Ali Alper ÇETİN
Ahmed Hamdi Tanpınar’ın en önemli denemelerinden biri olan Beş Şehir adlı kitabının ilk sayfası Ankara’yla başlıyor. Bu kitabın baş sayfasında şu cümleleri okuyoruz:
“ Belki Milli Mücadele yıllarının bıraktığı bir tesirdir, belki doğrudan doğruya çelik zırhlarını giymiş ortada dolaşan bir eski zaman silâhşörüne benzeyen kalesinin telkinidir; Ankara, bana daima dâsitanî ve muharip göründü. Şurası var ki, şehrin vaziyeti de buna müsaittir.

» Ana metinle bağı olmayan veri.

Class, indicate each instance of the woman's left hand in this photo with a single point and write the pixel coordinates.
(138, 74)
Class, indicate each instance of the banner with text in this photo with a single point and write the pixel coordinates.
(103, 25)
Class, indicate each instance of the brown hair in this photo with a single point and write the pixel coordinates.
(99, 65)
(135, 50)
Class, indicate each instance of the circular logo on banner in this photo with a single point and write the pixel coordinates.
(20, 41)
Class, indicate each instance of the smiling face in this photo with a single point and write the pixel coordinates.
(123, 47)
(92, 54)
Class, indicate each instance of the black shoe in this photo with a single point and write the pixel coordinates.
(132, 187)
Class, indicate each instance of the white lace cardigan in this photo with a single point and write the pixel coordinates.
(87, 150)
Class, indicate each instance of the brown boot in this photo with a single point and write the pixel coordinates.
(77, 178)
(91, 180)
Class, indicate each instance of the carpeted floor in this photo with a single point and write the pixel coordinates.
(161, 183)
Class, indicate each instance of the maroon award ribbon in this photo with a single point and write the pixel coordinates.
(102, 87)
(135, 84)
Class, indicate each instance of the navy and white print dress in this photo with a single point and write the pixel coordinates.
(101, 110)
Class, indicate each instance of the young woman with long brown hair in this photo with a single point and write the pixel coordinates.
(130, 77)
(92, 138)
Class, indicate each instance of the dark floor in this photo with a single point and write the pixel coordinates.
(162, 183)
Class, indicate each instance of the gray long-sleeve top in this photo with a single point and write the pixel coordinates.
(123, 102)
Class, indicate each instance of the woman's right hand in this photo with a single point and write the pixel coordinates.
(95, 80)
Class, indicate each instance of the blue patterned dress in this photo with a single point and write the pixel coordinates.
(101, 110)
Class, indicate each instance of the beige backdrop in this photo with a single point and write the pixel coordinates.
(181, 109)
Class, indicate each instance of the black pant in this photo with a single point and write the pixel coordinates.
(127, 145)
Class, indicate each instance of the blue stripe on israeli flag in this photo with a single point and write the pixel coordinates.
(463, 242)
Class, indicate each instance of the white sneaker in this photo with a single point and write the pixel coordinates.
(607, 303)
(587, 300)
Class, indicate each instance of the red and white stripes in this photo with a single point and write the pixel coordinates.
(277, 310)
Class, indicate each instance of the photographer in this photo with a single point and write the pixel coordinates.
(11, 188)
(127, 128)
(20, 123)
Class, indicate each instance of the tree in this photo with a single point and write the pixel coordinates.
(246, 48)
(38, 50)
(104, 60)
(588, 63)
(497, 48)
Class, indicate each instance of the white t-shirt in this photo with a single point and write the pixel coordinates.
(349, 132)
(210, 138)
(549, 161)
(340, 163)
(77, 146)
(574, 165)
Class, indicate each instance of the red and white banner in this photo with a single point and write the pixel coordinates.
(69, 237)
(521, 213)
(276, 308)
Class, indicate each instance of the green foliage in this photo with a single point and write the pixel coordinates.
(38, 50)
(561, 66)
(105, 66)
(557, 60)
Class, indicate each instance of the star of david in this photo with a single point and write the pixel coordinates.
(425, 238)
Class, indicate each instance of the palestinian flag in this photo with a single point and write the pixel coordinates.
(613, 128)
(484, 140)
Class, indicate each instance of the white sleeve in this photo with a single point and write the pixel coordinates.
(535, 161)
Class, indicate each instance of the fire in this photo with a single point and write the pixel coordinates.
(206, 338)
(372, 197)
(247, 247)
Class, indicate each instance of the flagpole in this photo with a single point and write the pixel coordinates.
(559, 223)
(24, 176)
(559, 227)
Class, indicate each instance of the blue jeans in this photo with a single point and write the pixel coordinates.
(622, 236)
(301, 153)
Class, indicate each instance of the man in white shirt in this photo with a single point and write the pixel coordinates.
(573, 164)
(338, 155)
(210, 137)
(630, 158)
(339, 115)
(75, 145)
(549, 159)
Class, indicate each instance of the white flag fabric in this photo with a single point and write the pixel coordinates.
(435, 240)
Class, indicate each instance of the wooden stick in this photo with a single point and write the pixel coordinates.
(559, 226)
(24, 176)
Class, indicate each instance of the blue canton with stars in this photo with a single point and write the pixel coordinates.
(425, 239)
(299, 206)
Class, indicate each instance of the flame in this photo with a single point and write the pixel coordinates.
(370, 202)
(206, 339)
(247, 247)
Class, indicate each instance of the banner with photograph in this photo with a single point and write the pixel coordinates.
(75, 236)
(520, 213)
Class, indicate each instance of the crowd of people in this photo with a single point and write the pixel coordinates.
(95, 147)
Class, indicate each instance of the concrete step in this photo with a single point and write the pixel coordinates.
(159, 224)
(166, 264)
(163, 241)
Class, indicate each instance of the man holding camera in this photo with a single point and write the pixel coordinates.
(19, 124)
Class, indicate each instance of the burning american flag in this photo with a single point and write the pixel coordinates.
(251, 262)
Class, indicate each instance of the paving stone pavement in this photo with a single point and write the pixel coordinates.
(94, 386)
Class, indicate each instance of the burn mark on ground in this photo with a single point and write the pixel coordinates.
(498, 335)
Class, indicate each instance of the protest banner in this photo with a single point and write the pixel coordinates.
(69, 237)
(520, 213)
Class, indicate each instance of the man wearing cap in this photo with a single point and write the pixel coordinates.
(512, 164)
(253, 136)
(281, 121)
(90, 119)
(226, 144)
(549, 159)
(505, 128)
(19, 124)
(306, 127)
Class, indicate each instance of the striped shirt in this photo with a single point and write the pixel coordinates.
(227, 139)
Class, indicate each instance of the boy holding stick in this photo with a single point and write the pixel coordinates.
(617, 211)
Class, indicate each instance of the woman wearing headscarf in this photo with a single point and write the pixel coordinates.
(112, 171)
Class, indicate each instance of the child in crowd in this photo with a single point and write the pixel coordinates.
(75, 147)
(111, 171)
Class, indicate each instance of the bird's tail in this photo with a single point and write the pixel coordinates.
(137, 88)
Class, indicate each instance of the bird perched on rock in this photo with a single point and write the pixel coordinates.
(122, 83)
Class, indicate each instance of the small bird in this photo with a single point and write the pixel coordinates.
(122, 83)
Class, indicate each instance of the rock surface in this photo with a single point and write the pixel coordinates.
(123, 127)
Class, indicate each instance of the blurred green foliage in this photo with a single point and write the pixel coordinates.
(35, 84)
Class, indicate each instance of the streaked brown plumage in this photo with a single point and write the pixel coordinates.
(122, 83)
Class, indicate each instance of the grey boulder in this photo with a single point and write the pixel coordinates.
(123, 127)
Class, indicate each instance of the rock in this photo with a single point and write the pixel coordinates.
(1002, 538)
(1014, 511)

Daha uzaktan gözümüze çarpan iki yassı tepenin arasındaki geçidiyle tabiî bir istihkâm manzarasıdır. Bu his şehrin etrafında ve ona hâkim tepelerden bakarken pek küçük farklarla ancak değişir. Çankaya sırtları, Çiftlik, Baraj yolları, Etlik, Keçiören bağları velhasıl nerden bakarsanız bakınız, cam gibi keskin bir ışık altında bu kaleyi, bütün arazi terkiplerini kendisinde topladığı ufak hep aynı sükûnetle hâkim görürsünüz.”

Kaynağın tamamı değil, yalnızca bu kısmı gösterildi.